The 1990s witnessed a complete erosion in Chandra’s creative powers. All his post-Tejaab works including Yugandhar, Narasimha , Humlaa and Beqabu were crashing failures.
In this millennium, Chandra re-invented himself as a ‘young’ director. Style, as his anything but stylish farce is called, selects four youngsters, one of whom (Sharman Joshi) has been seen earlier, and puts them in a campus comedy that combines the style of David Dhawan with the mood of Hollywood’s chic teen-flicks .
The end-result? A crashing bore and one of the worst written edited and enacted films of 2001. What’s specially tragic about Style is its utterly arid comic sense. For a film that relies on youthful guffaws for effectuality the purported humour is as flat as our two unlikely heroes’ chests when they aren’t posing as women at a girls’ hostel.
The men-in-drag theme, done so comically by Rishi Kapoor and Paintal in the 70s’ comedy Rafoo Chakkar, simply drags. In trying to be cutely vulgar Chandra is way out of line, causing more pandemonium than parody in his infantile plot. The outright crassness of the material shocks us as it indicates the rather abrupt end of the road for one of the more influential filmmakers of our times.
Chandra’s chirpy protagonists Chantu (debutant Sahil Khan) and Bantu (Sharman Joshi) are blatantly and crudely inspired by David Dhawan’s Munnu (Govinda) and Bunnu (Chunky Pandey) in Aankhen. They are a work-shirking, unethical and indisciplined extreme respresentation of aimless youth.
While Chandra is at liberty to subvert his own serious and thoughtprovoking theme of unemployed moorless life from his debut film Ankush, he has no moral or ethical right to rob his cinema of all aesthetic sense.
In one sequence, Chantu and Bantu bathe together(as they’re shown doing everything else together) while their girlfriends Sheena (the legendary Suchitra Sen’ s grand-daughter Riya Sen) and Rani (Shilpi Sharma) wait outside munching on the oranges that serve as the two prankish protagonist’s artificial breasts for their drag act.
In spite of all the mammarian mirth between the bosom pals Style lacks heart. The whole crass act is implemented as a ploy to generate mass appeal as the two protagonists’ go about their mission to become “rich” by wooing two heiresses (again a narrative device borrowed from Dhawan’s Aankhen). Sadly, the film ends up at the place where Chantu and Bantu find themselves: the garbage heap.

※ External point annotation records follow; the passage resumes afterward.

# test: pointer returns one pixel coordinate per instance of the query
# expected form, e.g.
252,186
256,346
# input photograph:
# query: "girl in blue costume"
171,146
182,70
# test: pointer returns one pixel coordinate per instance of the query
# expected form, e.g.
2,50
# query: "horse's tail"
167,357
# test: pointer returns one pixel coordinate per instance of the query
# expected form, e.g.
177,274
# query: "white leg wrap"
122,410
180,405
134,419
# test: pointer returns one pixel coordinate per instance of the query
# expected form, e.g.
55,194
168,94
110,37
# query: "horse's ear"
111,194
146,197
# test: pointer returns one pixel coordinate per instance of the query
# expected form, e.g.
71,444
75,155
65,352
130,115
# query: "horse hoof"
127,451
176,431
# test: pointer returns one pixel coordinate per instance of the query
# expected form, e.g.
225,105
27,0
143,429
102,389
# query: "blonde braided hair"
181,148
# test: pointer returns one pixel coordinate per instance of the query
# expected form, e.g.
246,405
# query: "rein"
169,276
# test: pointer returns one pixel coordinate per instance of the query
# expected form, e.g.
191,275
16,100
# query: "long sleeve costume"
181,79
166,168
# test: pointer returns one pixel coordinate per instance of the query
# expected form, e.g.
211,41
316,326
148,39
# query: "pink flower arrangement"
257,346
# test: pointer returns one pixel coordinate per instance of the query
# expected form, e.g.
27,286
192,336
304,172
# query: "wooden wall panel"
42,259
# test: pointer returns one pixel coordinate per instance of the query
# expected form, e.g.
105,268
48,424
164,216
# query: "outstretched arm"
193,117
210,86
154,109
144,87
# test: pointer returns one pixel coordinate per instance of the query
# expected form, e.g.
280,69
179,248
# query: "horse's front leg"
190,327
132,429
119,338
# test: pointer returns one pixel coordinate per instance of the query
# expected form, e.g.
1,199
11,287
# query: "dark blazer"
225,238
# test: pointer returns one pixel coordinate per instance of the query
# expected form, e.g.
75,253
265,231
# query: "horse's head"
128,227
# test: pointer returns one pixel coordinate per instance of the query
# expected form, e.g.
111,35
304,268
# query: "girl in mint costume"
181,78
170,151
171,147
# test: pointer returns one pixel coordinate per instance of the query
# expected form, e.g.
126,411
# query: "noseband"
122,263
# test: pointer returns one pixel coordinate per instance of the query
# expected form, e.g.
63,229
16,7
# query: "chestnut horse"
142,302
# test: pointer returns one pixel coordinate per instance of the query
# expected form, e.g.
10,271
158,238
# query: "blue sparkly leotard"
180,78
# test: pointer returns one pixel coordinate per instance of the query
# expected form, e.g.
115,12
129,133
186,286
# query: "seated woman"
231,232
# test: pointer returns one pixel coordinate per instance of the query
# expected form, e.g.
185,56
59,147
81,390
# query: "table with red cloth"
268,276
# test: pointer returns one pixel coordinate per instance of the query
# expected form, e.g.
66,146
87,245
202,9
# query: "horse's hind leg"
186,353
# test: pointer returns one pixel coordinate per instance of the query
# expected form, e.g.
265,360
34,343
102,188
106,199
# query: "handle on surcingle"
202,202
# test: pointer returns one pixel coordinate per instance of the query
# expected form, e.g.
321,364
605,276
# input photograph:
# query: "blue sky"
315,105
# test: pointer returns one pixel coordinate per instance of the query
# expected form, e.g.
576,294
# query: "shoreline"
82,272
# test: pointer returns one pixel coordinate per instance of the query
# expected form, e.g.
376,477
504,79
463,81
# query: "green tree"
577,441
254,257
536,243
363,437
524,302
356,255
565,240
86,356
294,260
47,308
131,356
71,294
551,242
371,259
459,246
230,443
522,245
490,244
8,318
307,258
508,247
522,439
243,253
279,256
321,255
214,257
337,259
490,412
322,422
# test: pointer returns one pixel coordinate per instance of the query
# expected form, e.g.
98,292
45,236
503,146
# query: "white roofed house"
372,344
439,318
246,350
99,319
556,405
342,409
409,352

A dramatic core is invented through the character of the female villain (Tara Deshpande) who subverts the land’s anti-dowry laws to steal her in-laws’ inheritance , and uses men to satiate her quenchless craving for money. Deshpande’s character could have been an interesting effort to extend villany into feminine domain. Instead she’s projected with exasperating lack of subtlety and basic intelligence.
N. Chandra’s narrative is cluttured with third-rate dialogues songs and dances which proudly draw attention to themselves by being brazenly tawdry. The exceptionally unbefitting girls and boys in the lead are never separated from one another. A humid claustrophobic atmosphere hovers over the plot with depressing persistence .
The surface gloss and the tiresomely reptitive gags representing youthful vitality at the tackiest and mos primeval level , are artificially and gracelessly induced. The ear-splitting vulgar music score by Sanjeev-Darshan, cornily kinky characters. (such as the watchman at the girls’ hostel who ‘s a closet-peepingtom) and the broad eye-rolling performances add to the film’s atmosphere of obscene merrymaking.
We won’t even go into the values and ideologies that Chandra tries to project in Style. But what an inglorious end to Hindi cinema in 2001!